Marissa was trying, but it was hard. It was hard because Stana had designed it that way— she’d set the frame, she’d set the rules of their little game, and she’d designed it so that those rules were deliberately hard.

Still, while Marissa was here, playing the game with her, she had no choice but to follow its rules. And that meant trying, even when it was so hard to do.

“I’m taking my mind off it,” Marissa gritted. She was seated before Stana on a low stool, in the center of the room. And Stana was seated much more comfortably on her couch, with one leg slung over the other as she watched Marissa trying and failing.

There was a thought in the center of Marissa’s mind that she wasn’t supposed to think. A thought that, if she did think, would pull her down into a spiral of other cascading thoughts. She was supposed to be proving to Stana that she was too strong to think that thought— too strong to fall into that spiral.

Stana had implanted the thought there. And had deliberately conditioned Marissa through the course of their long game to be almost completely unable to resist. But still, for this part of the game Marissa at least had try to resist— had to think about anything but that black hole sitting in the center of her mind.

“I’m thinking anything but that thought,” Marissa recited, with some effort. “I’m thinking anything but that thought.”

But Marissa could feel herself circling it— she worried she would think it soon.
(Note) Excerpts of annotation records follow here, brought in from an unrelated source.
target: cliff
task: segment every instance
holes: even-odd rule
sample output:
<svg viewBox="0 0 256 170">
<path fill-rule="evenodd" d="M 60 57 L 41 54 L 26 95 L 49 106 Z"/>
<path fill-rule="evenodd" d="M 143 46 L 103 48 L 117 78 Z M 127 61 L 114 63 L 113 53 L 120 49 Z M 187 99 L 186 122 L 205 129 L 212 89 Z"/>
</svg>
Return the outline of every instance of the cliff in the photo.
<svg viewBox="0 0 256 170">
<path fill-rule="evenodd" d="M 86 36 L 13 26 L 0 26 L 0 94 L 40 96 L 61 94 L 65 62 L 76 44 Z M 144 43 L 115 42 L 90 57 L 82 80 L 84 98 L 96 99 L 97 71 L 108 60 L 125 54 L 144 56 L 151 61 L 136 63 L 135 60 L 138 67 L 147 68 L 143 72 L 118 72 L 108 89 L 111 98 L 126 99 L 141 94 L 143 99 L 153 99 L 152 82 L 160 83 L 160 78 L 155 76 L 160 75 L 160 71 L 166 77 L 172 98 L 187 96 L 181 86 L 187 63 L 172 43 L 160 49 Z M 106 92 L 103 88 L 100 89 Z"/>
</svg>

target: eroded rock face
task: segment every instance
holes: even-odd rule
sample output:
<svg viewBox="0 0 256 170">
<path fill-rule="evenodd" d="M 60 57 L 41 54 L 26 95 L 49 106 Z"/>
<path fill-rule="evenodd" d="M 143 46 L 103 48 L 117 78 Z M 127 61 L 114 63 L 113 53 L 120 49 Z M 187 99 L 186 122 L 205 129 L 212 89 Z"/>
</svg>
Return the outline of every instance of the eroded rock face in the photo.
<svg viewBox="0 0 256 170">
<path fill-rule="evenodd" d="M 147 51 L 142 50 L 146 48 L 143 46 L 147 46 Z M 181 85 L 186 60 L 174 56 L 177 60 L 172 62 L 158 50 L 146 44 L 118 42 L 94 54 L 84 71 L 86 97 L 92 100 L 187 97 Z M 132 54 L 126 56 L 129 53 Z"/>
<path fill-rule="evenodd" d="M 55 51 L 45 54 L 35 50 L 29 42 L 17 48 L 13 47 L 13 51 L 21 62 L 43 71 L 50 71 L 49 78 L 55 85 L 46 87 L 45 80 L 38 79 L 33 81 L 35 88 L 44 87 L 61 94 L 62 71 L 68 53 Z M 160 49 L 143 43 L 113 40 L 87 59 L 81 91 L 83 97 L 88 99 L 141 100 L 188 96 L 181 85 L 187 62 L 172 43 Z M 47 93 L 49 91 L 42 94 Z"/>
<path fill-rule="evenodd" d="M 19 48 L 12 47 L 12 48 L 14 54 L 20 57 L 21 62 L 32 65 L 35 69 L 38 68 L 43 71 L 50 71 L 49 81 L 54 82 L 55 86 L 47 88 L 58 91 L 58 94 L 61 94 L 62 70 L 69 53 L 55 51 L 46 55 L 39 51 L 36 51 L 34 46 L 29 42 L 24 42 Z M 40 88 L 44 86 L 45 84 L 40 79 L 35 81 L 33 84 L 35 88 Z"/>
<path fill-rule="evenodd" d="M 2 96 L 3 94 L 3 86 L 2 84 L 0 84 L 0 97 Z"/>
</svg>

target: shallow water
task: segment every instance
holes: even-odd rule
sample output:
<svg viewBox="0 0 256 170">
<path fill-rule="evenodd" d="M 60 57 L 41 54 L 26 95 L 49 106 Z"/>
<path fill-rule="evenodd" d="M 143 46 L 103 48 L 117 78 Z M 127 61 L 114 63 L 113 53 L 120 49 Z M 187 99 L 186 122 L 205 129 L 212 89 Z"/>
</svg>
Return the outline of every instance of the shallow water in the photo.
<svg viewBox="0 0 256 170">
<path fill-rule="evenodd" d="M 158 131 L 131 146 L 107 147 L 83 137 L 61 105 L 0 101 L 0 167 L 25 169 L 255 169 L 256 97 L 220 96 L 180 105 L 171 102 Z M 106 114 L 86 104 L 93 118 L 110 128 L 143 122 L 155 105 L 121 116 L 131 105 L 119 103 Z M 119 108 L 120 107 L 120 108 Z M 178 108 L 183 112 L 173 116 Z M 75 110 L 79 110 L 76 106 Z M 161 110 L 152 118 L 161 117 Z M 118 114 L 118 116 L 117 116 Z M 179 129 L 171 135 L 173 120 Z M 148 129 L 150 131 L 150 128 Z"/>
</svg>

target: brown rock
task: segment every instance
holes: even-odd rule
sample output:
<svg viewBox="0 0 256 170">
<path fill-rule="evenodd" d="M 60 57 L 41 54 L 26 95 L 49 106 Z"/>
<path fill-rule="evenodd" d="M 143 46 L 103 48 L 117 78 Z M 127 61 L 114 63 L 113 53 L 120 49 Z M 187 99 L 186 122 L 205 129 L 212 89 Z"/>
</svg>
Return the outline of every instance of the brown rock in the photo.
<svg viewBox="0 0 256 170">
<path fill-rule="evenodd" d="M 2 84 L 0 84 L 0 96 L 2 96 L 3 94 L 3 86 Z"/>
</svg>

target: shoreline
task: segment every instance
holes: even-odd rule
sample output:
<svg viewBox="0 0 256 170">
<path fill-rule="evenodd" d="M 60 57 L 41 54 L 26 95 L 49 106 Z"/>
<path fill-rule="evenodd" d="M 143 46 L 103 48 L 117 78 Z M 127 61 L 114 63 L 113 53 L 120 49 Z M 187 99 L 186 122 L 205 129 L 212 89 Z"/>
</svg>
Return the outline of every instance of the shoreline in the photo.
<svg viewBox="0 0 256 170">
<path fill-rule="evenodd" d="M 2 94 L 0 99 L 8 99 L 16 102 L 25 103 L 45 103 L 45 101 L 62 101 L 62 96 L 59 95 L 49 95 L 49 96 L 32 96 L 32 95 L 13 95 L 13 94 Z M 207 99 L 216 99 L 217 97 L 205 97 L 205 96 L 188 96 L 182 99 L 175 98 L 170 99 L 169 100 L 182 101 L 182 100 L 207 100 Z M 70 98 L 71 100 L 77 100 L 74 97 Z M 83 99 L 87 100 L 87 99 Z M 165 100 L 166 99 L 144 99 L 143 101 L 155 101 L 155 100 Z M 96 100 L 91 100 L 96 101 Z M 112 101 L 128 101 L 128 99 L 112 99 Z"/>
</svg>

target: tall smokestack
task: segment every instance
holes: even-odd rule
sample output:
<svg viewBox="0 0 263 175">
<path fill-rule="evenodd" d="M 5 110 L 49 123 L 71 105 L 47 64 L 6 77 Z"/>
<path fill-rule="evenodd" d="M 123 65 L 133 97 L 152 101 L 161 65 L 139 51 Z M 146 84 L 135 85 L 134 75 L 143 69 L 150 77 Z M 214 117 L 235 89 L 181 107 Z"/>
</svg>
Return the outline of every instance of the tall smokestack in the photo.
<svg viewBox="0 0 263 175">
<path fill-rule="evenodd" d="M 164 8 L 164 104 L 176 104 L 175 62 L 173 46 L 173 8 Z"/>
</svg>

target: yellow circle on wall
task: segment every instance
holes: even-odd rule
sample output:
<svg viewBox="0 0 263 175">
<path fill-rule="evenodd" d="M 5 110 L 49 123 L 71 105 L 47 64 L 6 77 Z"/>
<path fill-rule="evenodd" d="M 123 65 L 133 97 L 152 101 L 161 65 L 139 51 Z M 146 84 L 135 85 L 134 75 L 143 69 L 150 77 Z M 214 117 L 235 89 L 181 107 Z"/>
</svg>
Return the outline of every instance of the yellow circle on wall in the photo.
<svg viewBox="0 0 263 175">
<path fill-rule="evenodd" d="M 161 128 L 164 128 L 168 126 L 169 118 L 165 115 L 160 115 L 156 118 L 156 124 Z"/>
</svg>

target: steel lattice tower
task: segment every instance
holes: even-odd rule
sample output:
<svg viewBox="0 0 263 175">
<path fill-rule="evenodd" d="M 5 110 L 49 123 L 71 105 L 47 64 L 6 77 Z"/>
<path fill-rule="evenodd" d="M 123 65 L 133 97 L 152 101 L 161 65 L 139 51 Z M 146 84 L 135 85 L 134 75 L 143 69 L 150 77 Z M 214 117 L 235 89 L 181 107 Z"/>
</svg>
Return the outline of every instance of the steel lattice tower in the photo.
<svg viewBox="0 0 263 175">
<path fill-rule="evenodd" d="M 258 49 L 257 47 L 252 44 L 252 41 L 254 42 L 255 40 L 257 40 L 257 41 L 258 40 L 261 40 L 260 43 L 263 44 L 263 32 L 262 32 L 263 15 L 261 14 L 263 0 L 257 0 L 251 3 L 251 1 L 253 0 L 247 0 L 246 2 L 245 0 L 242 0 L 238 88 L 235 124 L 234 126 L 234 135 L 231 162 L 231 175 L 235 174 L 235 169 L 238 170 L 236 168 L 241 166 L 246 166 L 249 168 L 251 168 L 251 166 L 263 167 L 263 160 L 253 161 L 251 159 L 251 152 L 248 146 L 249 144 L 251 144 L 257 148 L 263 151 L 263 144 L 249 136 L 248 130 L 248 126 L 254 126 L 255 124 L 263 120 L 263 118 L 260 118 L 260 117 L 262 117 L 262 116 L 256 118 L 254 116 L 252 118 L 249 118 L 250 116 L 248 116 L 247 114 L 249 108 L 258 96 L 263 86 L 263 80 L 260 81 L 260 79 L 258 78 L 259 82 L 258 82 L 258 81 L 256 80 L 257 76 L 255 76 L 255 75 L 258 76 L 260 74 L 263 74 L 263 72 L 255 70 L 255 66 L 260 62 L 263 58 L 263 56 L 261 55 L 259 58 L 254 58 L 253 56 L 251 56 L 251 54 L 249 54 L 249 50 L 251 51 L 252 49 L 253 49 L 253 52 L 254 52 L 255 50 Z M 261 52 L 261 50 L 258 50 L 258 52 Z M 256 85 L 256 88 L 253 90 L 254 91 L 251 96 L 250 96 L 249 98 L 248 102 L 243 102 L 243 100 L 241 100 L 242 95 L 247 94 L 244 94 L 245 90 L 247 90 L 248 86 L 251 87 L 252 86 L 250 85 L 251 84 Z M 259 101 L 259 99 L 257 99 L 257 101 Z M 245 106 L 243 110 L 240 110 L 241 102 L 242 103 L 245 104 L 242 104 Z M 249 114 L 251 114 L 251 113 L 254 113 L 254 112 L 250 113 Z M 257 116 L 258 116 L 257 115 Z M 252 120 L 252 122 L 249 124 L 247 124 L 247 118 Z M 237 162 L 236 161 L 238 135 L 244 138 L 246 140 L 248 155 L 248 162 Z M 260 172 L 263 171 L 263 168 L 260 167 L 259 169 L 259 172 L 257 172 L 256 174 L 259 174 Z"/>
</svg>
Thinking it always felt like dipping into water— at first it was safe, but thinking it more and more was like descending the shoreline to a deeper point, and inevitably, the moment in which Marissa was seized and pulled down the spiral of cascades inevitably arrived with the force of a violent undertow.

“Just think about anything else,” Stana said, serenely. As if she were helping Marissa, and not the source of her problems. “Anything else at all. It’s not so hard to keep your mind off it, is it? There are plenty of other things to think about, aren’t there?”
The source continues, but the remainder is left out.